EPT Filename Convention

  • URLS to the EPT resource can also be witten in an alternate format:
{
  "pipeline": [
        {
          "type": "readers.ept",
          "filename": "ept://https://s3-us-west-2.amazonaws.com/usgs-lidar-public/NY_NewYorkCity",
          "bounds": "([-8242666.7146411305, -8242531.114082908], [4966542.613156153, 4966683.155298185])"
	},
      "./data/StatueLiberty.laz"
  ]
}

QGIS with Entwine

  • As of version 3.2 QGIS has the ability to visualize the 3DEP entwine resources directly. Open the Data Source Manager, select Point Cloud from the list on the left and then the Protocol selection under Source Type.
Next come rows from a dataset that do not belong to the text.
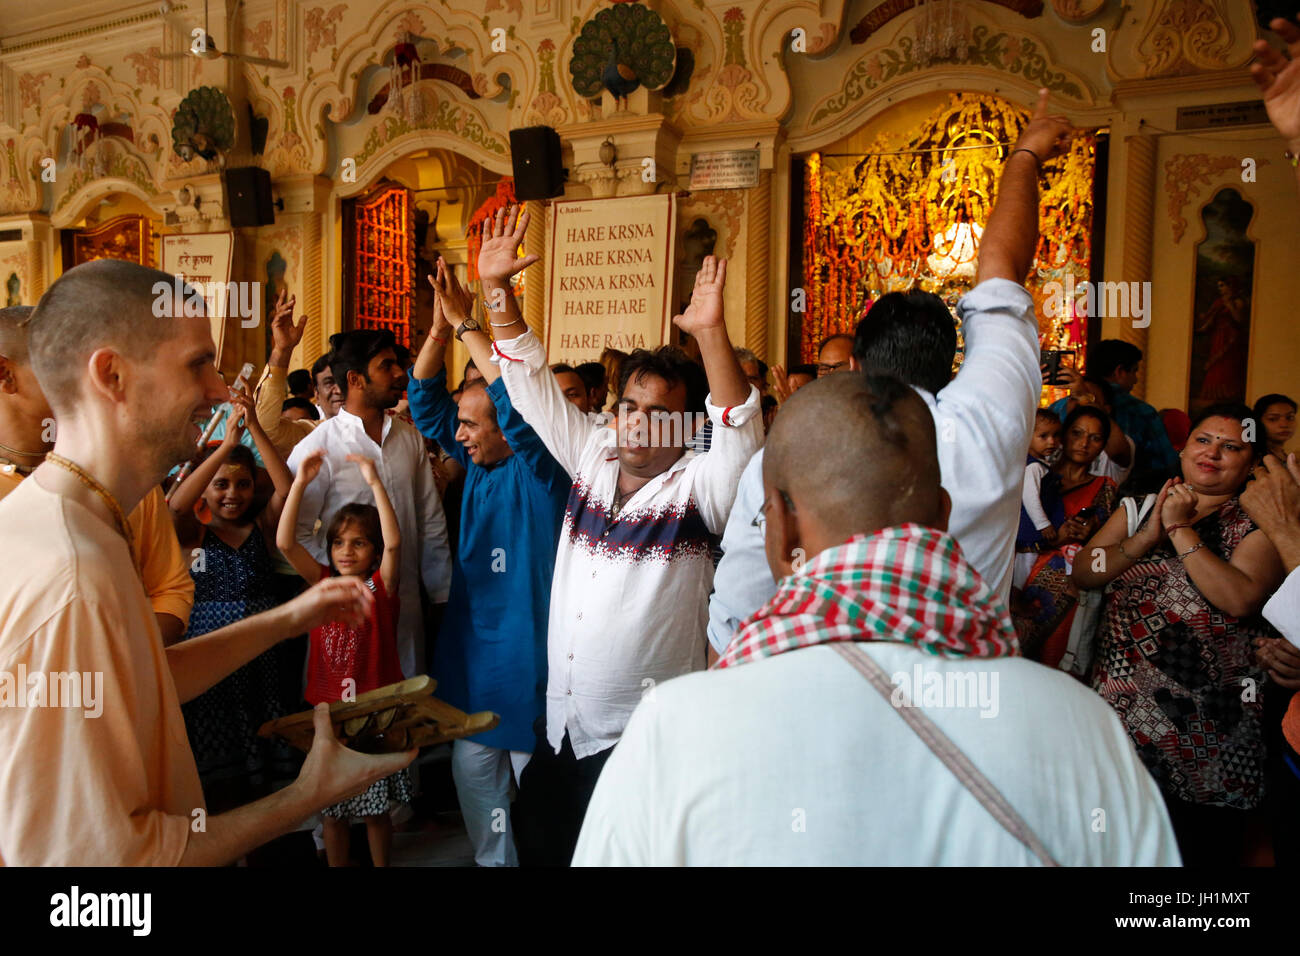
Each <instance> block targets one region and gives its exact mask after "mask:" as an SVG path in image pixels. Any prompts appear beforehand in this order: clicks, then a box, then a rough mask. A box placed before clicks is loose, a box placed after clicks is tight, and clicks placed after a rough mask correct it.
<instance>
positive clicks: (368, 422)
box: [289, 329, 451, 678]
mask: <svg viewBox="0 0 1300 956" xmlns="http://www.w3.org/2000/svg"><path fill="white" fill-rule="evenodd" d="M330 368H331V369H333V372H334V381H337V382H338V386H339V389H342V390H343V407H342V408H339V410H338V414H337V415H334V418H331V419H326V420H325V421H321V423H320V424H318V425H317V427H316V428H315V429H312V432H311V433H309V434H308V436H305V437H304V438H303V440H302V441H300V442H298V444H296V445H295V446H294V451H292V454H290V455H289V468H290V470H291V471H292V472H294V473H295V475H296V473H298V466H299V464H302V462H303V459H304V458H305V457H307V455H309V454H311V453H312V451H315V450H316V449H325V459H324V463H322V464H321V471H320V475H317V476H316V480H315V481H312V483H311V484H309V485H308V486H307V492H305V493H304V494H303V502H302V510H300V511H299V512H298V540H299V541H300V542H302V544H303V546H304V548H305V549H307V550H308V551H311V554H312V557H313V558H316V561H318V562H320V563H321V564H329V546H328V544H326V541H325V529H326V528H328V527H329V522H330V518H333V515H334V512H335V511H338V510H339V509H341V507H343V506H344V505H350V503H352V502H360V503H363V505H373V503H374V496H373V494H372V493H370V488H369V485H367V484H365V480H364V479H363V477H361V471H360V470H359V468H357V467H356V466H355V464H352V463H351V462H348V460H347V457H348V455H364V457H365V458H369V459H370V460H373V462H374V468H376V471H377V472H378V473H380V479H381V480H382V481H383V486H385V488H386V489H387V492H389V498H390V499H391V501H393V510H394V511H396V515H398V525H399V527H400V528H402V584H400V587H399V589H398V598H399V601H400V606H399V609H398V661H399V662H400V663H402V672H403V674H404V675H406V676H408V678H413V676H415V675H416V674H422V672H424V671H425V661H424V615H422V613H421V610H420V581H424V588H425V592H426V593H428V594H429V600H430V601H432V602H433V604H443V602H446V600H447V594H448V593H450V592H451V545H450V541H448V538H447V519H446V516H445V515H443V511H442V499H441V498H439V497H438V489H437V486H435V485H434V483H433V471H432V470H430V468H429V459H428V457H426V455H425V449H424V437H422V436H421V434H420V432H417V431H416V428H415V425H412V424H409V423H407V421H403V420H402V419H399V418H395V416H393V415H386V414H385V412H386V410H387V408H391V407H394V406H395V405H396V403H398V401H399V399H400V398H402V393H403V392H406V386H407V376H406V372H404V371H402V367H400V365H399V364H398V359H396V351H395V350H394V341H393V333H391V332H387V330H376V329H363V330H357V332H342V333H339V334H337V336H330ZM317 520H318V522H320V525H318V529H317Z"/></svg>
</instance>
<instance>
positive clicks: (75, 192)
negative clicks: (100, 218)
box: [49, 177, 162, 229]
mask: <svg viewBox="0 0 1300 956" xmlns="http://www.w3.org/2000/svg"><path fill="white" fill-rule="evenodd" d="M110 195H130V196H135V198H136V199H140V200H143V202H146V203H152V202H153V199H156V198H157V193H146V191H144V189H142V187H140V185H139V183H138V182H133V181H131V179H126V178H122V177H108V178H105V179H92V181H91V182H86V183H83V185H82V186H81V187H78V189H75V190H73V191H70V193H65V194H64V195H62V196H61V198H60V200H59V203H60V204H59V206H57V208H56V209H55V212H53V213H51V216H49V225H52V226H53V228H55V229H68V228H69V226H70V225H72V224H73V222H78V221H81V220H82V219H85V217H86V216H87V213H90V211H91V209H92V208H94V207H95V206H98V204H99V203H100V202H101V200H103V199H104V198H105V196H110ZM157 219H159V221H160V222H161V220H162V216H161V215H160V216H159V217H157Z"/></svg>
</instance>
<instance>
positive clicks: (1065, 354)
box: [1039, 349, 1078, 385]
mask: <svg viewBox="0 0 1300 956" xmlns="http://www.w3.org/2000/svg"><path fill="white" fill-rule="evenodd" d="M1076 354H1078V351H1076V350H1075V349H1043V350H1040V351H1039V362H1040V364H1043V365H1044V367H1045V368H1047V375H1045V377H1044V381H1045V382H1047V384H1048V385H1069V384H1070V380H1069V378H1066V377H1063V376H1062V375H1061V368H1062V364H1061V356H1062V355H1076Z"/></svg>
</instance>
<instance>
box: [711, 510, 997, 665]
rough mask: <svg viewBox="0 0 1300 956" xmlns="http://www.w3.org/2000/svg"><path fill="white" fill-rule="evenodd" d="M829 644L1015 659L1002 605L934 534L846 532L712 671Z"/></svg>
mask: <svg viewBox="0 0 1300 956" xmlns="http://www.w3.org/2000/svg"><path fill="white" fill-rule="evenodd" d="M832 641H898V643H902V644H911V645H914V646H918V648H920V649H922V650H926V652H928V653H931V654H936V656H940V657H1014V656H1017V654H1019V653H1021V645H1019V641H1017V639H1015V628H1014V627H1013V626H1011V618H1010V615H1009V614H1008V613H1006V605H1005V604H1004V602H1002V600H1001V598H1000V597H998V596H997V594H996V593H995V592H993V589H992V588H989V587H988V585H987V584H985V583H984V580H983V579H982V578H980V576H979V574H976V571H975V568H972V567H971V566H970V564H967V563H966V559H965V558H963V557H962V553H961V549H959V548H958V546H957V542H956V541H954V540H953V538H952V537H950V536H949V535H945V533H944V532H941V531H937V529H935V528H927V527H924V525H920V524H901V525H898V527H896V528H885V529H883V531H879V532H876V533H874V535H854V536H853V537H852V538H849V540H848V541H845V542H844V544H842V545H837V546H836V548H828V549H827V550H824V551H822V553H820V554H818V555H816V557H815V558H814V559H813V561H810V562H809V563H807V566H805V567H803V568H802V570H801V571H798V572H796V574H793V575H790V576H789V578H785V579H784V580H783V581H781V583H780V585H779V587H777V588H776V594H774V596H772V600H771V601H768V602H767V604H766V605H763V607H761V609H759V610H758V611H755V614H754V615H753V617H751V618H750V619H749V620H746V622H745V623H744V624H741V626H740V628H738V630H737V631H736V636H735V637H733V639H732V643H731V644H729V645H728V648H727V652H725V653H724V654H723V656H722V657H720V658H719V659H718V663H715V665H714V666H715V667H729V666H732V665H736V663H745V662H748V661H757V659H758V658H761V657H771V656H772V654H780V653H784V652H787V650H797V649H798V648H810V646H813V645H815V644H829V643H832Z"/></svg>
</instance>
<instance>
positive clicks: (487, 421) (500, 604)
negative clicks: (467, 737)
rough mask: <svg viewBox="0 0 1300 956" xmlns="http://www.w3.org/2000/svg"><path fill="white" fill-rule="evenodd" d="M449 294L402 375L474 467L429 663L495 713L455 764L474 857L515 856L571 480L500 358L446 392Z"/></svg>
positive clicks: (466, 739) (433, 426) (467, 488)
Enter the address of the ept.json file as the URI under Protocol:

QGIS Entwine Viz

Integrating 3DEP

  • Based on the basic PDAL tutorials, we can apply additional processing stages to any of the datasets from the USGS 3DEP collection

The following pipeline does the following:

  • Extract data over Devil's Tower Wyoming from the AWS enwtine bucket
  • Reproject the data from the default Web Mercator to UTM Zone 13N
  • Filter the data to just use ground-classified points
  • Write out a ground-classified LAZ file
  • Additionally write out a 2m DTM.
from ./pipelines/DevilsTower.json

{
  "pipeline": [
      {
          "type": "readers.ept",
          "filename": "https://s3-us-west-2.amazonaws.com/usgs-lidar-public/WY_FEMA_East_B3_2019/ept.json",
          "bounds": "([-11657141., -11656509.],[5556970.,5557606. ])"
      },
      {
          "type":"filters.reprojection",
          "in_srs":"EPSG:3857+5703",
          "out_srs":"EPSG:32613+5703"
      },
      {
          "type": "filters.range",
          "limits": "Classification[2:2]"
      },
      {
          "type" : "writers.las",
          "filename": "./data/DevilsTower_Ground.laz",
          "compression": "laszip",
          "a_srs": "EPSG:32613+5703"
      },
      {
          "filename":"./data/DevilsTower_Ground.tif",
          "gdaldriver":"GTiff",
          "output_type":"min",
          "resolution":"2.0",
          "type": "writers.gdal"
      }	      
  ]
}
  • Loading the data into QGIS, here is the point cloud colored by elevation overlaid on a hillshade visualization of the DTM: Devils Tower

Exercises

  • Try to download data directly from the AWS entwine bucket for an area of your choice. Experiment with building your own pipelines.
  • To get more familiar with the PDAL Python API and more advanced workflows, work through the OpenTopography notebook: 01_3DEP_Generate_DEM_User_AOI.ipynb to generate a DEM from the USGS 3DEP data.